Protein-protein interaction is one of the ways viruses interact with their hosts. Therefore, identifying protein interactions between viruses and hosts helps explain how virus proteins work, how they replicate, and how they cause disease. SARS-CoV-2 is a new type of virus that emerged from the coronavirus family in 2019 and caused a worldwide pandemic. Detection of human proteins interacting with this novel virus strain plays an important role in monitoring the cellular process of virus-associated infection. Within the scope of the study, a natural language processing-based collective learning method is proposed for the prediction of potential SARS-CoV-2-human PPIs.
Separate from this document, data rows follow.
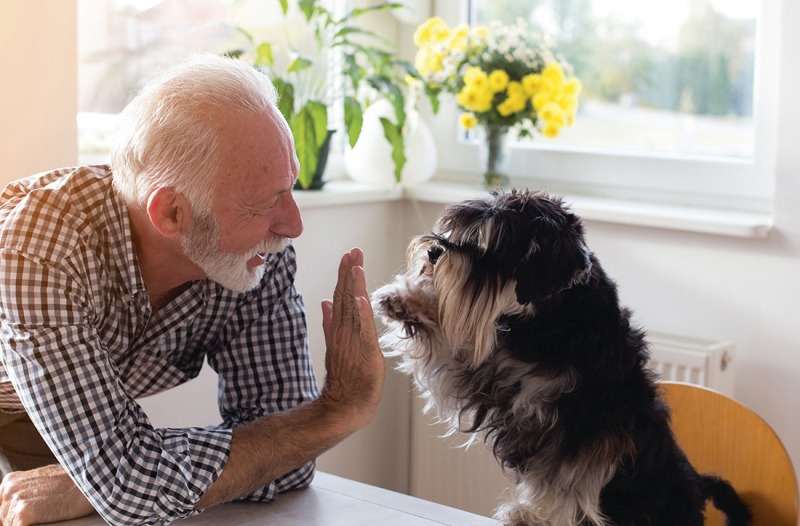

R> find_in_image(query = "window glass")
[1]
[470,0,761,160]
[78,0,345,164]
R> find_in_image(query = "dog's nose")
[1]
[428,245,444,265]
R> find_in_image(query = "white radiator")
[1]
[647,332,736,398]
[410,333,735,516]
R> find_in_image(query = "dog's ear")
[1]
[514,212,592,304]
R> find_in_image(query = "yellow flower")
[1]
[539,102,565,128]
[414,16,450,46]
[542,62,566,91]
[459,113,478,130]
[456,86,492,113]
[464,66,489,89]
[542,122,561,139]
[508,80,526,99]
[414,46,442,75]
[532,92,550,112]
[522,73,544,97]
[489,69,508,93]
[497,90,528,117]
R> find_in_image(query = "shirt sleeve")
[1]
[208,245,319,502]
[0,250,231,525]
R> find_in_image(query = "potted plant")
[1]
[227,0,413,189]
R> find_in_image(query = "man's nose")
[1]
[271,194,303,238]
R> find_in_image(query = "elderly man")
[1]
[0,56,385,525]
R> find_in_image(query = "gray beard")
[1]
[181,213,289,292]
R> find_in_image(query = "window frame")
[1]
[429,0,780,213]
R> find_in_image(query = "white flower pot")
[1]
[344,99,437,188]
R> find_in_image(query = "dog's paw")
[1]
[375,294,419,323]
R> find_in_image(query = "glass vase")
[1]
[479,126,511,188]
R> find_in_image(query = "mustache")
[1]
[253,235,289,254]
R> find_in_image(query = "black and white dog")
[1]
[373,191,750,526]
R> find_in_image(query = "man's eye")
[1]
[428,245,444,265]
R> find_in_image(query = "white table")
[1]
[59,472,497,526]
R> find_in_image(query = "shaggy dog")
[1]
[373,191,750,526]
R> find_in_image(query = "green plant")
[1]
[227,0,411,188]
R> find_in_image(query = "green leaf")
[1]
[344,97,364,148]
[341,2,403,22]
[290,106,319,188]
[272,77,294,123]
[297,0,317,22]
[255,42,275,66]
[305,100,328,149]
[381,117,406,183]
[286,57,314,73]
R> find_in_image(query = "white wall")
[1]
[0,0,78,179]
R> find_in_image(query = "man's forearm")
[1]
[195,249,386,508]
[195,399,355,509]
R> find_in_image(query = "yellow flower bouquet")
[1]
[414,17,581,185]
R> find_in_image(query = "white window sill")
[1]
[294,181,773,239]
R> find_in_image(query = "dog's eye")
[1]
[428,245,444,265]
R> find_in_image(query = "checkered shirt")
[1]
[0,166,318,524]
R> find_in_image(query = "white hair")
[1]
[111,54,278,213]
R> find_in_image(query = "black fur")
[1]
[376,191,750,526]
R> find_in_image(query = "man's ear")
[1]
[147,188,192,238]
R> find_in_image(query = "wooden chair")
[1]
[661,382,800,526]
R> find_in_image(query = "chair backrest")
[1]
[661,382,800,526]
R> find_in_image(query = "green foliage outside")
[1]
[478,0,755,116]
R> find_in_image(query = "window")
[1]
[78,0,346,170]
[428,0,778,212]
[78,0,245,164]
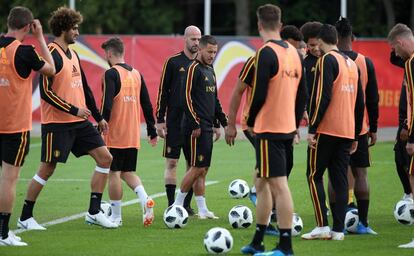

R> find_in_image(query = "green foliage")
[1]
[0,0,183,34]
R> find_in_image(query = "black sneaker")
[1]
[184,206,195,216]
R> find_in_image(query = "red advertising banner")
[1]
[24,35,403,127]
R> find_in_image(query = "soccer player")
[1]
[0,6,55,246]
[280,25,303,49]
[241,4,307,255]
[174,35,227,219]
[300,21,322,101]
[101,37,157,226]
[17,7,117,230]
[331,18,379,235]
[390,51,413,201]
[387,23,414,248]
[156,26,201,215]
[302,24,364,240]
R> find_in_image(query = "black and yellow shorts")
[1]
[255,138,293,178]
[109,148,138,172]
[0,131,30,166]
[183,130,213,167]
[162,108,184,159]
[349,134,371,168]
[41,121,105,163]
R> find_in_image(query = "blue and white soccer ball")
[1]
[229,179,250,198]
[101,201,112,217]
[344,209,359,233]
[229,205,253,228]
[394,200,414,225]
[292,213,303,236]
[164,205,188,228]
[204,227,233,254]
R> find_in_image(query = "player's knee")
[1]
[167,159,178,172]
[97,152,112,168]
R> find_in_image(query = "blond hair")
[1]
[387,23,413,42]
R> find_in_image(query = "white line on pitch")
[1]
[13,180,219,234]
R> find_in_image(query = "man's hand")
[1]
[302,110,309,126]
[349,140,358,155]
[224,124,237,146]
[98,119,109,135]
[368,132,377,147]
[155,123,167,139]
[307,133,316,149]
[77,108,91,119]
[213,127,221,142]
[30,19,43,39]
[405,142,414,156]
[148,136,158,147]
[191,128,201,138]
[400,128,408,141]
[247,127,256,137]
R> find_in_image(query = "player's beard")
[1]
[187,46,198,54]
[64,34,75,44]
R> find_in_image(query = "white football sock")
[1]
[111,200,122,219]
[134,185,148,207]
[174,190,188,206]
[195,196,208,212]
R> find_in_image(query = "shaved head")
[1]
[184,25,201,55]
[184,25,201,37]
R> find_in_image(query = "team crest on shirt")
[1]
[72,65,80,77]
[198,155,204,162]
[53,149,60,158]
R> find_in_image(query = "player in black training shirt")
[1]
[330,18,379,235]
[300,21,322,106]
[0,6,55,246]
[390,50,413,201]
[174,36,227,219]
[156,26,201,215]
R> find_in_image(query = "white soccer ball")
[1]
[229,179,250,198]
[394,200,414,225]
[229,205,253,228]
[344,209,359,233]
[292,213,303,236]
[164,205,188,228]
[204,228,233,254]
[101,201,112,217]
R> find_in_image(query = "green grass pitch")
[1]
[0,139,414,256]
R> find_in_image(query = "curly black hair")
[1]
[300,21,322,43]
[335,17,352,38]
[49,6,83,37]
[280,25,303,41]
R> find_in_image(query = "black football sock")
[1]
[20,200,36,221]
[276,229,292,254]
[165,184,177,206]
[88,192,102,215]
[357,200,369,227]
[183,188,193,208]
[0,212,11,239]
[251,224,267,248]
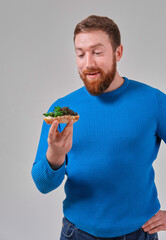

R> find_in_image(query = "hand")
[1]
[142,210,166,234]
[46,120,73,166]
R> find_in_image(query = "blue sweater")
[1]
[32,77,166,238]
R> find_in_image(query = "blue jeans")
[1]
[60,217,158,240]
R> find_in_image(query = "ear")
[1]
[116,44,123,62]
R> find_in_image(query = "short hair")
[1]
[74,15,121,52]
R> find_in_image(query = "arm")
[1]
[156,89,166,143]
[31,115,66,193]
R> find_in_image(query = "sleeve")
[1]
[31,100,66,193]
[156,89,166,143]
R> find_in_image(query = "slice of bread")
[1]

Protein language models were obtained with the prediction-based word2Vec and doc2Vec embedding methods and the frequency-based tf-idf method. Known interactions were represented by proposed language models and traditional feature extraction methods (conjoint triad and repeat pattern), and their performances were compared. The interaction data were trained with support vector machine, artificial neural network (ANN), k-nearest neighbor (KNN), naive Bayes (NB), decision tree (DT), and ensemble algorithms. Experimental results show that protein language models are a promising protein representation method for protein-protein interaction prediction. The term frequency-inverse document frequency-based language model performed the SARS-CoV-2 protein-protein interaction estimation with an error of 1.4%. Additionally, the decisions of high-performing learning models for different feature extraction methods were combined with a collective voting approach to make new interaction predictions. For 10,000 human proteins, 285 new potential interactions were predicted, with models combining decisions.